Abstract
High-resistivity (CdZn)Te is a very promising material for X-ray and gamma-ray detectors capable of work at room temperature due to optimal energy bang-gap and high density. One of the main problems of preparation of high performance detectors is formation of stable electrical contacts.
Contact preparation is a complex of methods including surface treatment, metallization and surface passivation. Each step has to be optimized to eliminate leakage current, detector polarization and formation of oxide layer under electrical contact resulting in surface recombination.
The alcohol-based gold contacts are very promising electrical contacts since they do not allow formation of surface oxide layer unlike aqueous based gold chloride contacts in which the oxide layer forms.
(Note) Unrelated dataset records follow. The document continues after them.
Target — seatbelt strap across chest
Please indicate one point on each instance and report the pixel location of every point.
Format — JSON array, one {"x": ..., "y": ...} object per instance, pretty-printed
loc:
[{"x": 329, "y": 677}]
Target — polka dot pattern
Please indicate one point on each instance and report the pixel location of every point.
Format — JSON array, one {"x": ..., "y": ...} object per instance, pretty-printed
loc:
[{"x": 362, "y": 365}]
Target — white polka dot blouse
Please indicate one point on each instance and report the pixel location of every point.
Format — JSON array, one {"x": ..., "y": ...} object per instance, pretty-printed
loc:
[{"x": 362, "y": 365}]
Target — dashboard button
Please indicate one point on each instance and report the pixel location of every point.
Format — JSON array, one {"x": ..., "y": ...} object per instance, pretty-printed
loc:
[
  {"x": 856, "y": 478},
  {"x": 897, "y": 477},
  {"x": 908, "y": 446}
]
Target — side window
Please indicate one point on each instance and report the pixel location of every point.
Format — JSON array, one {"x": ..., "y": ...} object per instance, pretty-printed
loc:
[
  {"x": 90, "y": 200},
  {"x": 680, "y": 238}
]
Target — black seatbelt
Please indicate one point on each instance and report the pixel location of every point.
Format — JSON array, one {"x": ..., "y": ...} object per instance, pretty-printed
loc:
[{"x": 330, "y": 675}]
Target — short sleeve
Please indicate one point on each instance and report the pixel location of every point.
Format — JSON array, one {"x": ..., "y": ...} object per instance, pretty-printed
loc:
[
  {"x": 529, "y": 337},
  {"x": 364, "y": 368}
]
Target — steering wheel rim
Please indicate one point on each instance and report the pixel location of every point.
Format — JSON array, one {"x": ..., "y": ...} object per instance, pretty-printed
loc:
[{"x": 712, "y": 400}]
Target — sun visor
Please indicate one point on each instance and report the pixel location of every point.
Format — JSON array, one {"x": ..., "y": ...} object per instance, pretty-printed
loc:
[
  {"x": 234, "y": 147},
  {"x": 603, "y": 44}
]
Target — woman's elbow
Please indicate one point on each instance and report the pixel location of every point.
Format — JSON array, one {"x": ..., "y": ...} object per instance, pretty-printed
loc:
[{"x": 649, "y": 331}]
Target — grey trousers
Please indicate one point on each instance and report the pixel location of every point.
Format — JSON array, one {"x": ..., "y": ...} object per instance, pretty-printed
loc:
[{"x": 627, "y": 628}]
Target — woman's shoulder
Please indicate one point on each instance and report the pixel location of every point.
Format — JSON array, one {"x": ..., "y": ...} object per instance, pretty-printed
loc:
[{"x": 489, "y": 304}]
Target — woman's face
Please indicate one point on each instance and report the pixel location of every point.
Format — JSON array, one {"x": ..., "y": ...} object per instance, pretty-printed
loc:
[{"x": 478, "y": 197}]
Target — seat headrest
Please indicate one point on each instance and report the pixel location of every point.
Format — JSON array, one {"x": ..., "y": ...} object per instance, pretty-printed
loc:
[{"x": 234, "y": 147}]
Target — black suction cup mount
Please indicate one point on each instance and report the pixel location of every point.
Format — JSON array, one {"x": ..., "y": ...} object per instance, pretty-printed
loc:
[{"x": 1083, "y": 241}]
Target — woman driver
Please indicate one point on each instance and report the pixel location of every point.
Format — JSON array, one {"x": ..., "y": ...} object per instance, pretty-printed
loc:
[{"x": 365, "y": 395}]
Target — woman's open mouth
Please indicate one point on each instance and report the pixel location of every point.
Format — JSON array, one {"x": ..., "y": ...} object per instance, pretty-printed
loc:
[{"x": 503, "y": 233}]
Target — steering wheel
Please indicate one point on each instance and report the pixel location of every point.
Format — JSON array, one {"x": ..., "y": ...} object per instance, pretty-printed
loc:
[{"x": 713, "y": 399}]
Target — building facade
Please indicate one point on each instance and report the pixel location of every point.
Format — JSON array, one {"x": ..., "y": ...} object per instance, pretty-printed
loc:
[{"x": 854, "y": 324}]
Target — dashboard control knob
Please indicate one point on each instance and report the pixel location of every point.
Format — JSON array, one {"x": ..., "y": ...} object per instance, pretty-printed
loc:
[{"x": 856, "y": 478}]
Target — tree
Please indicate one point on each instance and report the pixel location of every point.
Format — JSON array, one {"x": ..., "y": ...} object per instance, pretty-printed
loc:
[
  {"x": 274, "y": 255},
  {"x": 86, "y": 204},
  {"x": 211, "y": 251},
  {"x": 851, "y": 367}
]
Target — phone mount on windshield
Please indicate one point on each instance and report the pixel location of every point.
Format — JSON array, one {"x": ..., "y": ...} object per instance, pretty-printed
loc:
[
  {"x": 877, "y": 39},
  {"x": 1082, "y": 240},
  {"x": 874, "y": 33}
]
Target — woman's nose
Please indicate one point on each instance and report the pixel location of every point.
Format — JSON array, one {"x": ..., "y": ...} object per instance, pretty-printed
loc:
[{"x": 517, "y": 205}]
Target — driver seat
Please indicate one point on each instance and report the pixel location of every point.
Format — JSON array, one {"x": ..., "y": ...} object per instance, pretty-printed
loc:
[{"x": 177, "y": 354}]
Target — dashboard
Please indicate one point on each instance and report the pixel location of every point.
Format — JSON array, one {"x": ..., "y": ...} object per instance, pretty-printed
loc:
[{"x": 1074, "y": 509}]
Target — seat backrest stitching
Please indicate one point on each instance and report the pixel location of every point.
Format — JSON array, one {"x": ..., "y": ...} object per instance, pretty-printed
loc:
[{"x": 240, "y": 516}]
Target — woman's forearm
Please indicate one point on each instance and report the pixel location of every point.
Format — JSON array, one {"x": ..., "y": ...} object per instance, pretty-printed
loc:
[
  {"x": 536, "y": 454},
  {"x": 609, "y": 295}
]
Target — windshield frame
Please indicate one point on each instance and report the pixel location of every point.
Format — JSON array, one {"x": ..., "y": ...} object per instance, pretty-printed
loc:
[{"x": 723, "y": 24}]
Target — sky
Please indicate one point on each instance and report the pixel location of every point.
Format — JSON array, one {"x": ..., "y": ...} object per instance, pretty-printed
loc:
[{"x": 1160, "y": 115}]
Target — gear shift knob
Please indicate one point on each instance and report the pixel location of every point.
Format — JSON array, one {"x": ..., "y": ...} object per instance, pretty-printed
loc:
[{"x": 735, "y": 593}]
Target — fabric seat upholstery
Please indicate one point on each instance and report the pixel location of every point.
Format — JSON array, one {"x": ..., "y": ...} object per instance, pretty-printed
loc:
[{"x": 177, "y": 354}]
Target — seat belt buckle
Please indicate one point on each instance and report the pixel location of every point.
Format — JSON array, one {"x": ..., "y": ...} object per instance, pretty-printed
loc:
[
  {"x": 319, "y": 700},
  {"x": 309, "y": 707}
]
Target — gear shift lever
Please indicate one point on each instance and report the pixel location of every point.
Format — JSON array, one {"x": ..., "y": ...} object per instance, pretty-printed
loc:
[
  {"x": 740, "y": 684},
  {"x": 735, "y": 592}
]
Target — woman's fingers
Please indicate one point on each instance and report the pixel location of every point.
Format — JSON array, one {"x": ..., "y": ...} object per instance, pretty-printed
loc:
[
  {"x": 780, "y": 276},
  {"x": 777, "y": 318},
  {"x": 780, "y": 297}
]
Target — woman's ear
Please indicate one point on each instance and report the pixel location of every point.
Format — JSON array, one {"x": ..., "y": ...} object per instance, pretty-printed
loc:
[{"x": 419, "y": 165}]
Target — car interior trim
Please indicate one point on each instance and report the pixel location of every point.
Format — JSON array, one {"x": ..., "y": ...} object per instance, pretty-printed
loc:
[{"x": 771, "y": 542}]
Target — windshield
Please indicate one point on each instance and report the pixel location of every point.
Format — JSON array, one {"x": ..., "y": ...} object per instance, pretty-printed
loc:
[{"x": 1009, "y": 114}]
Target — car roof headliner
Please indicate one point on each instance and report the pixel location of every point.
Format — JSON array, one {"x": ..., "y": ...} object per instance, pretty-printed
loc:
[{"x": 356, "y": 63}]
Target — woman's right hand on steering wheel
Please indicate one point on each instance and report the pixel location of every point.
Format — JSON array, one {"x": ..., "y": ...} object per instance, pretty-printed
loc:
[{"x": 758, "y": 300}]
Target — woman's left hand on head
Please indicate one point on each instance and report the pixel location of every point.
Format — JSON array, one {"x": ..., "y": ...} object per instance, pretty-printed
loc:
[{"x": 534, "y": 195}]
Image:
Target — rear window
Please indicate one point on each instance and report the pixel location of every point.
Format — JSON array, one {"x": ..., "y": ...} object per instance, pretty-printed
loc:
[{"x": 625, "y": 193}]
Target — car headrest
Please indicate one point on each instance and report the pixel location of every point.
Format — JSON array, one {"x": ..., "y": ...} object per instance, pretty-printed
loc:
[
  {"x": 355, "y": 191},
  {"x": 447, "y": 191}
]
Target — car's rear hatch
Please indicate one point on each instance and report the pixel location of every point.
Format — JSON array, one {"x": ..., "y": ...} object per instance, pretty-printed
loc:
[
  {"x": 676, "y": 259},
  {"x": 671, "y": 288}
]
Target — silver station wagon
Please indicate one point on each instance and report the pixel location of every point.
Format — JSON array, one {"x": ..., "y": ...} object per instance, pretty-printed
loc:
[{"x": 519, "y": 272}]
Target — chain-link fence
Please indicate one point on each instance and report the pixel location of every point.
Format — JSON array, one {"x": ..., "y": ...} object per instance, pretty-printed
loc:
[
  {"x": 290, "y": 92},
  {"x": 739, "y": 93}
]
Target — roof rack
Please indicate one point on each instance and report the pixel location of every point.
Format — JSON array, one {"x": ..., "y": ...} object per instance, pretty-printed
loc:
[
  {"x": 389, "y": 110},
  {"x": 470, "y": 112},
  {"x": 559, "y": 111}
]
Another advantage of alcohol-based gold contacts is their higher adhesion to detector which reflects lack of oxide layer as well as different chemistry involved in contact creation.
Transport properties of CdZnTe detectors with alcohol based gold contacts is compared to another types of electrical contacts such as aqueous based gold contacts and evaporation. Laser induced transient current technique (L-TCT) is used for investigation of internal electric field, drift mobility, surface recombination and the dynamics of charge trapping and detrapping for the detector with different electrical contacts.
The main advantage of alcohol-based contacts is their lower leakage current resulting in less noise and higher possible operating voltage. This allows for faster charge collection and thus faster operation of a detector.
Electrical contact configuration with guard ring is used for the characterization of the leakage current and theoretical model based on the two-opposite connected Schottky diodes with shunted resistance is used for evaluation of contact properties.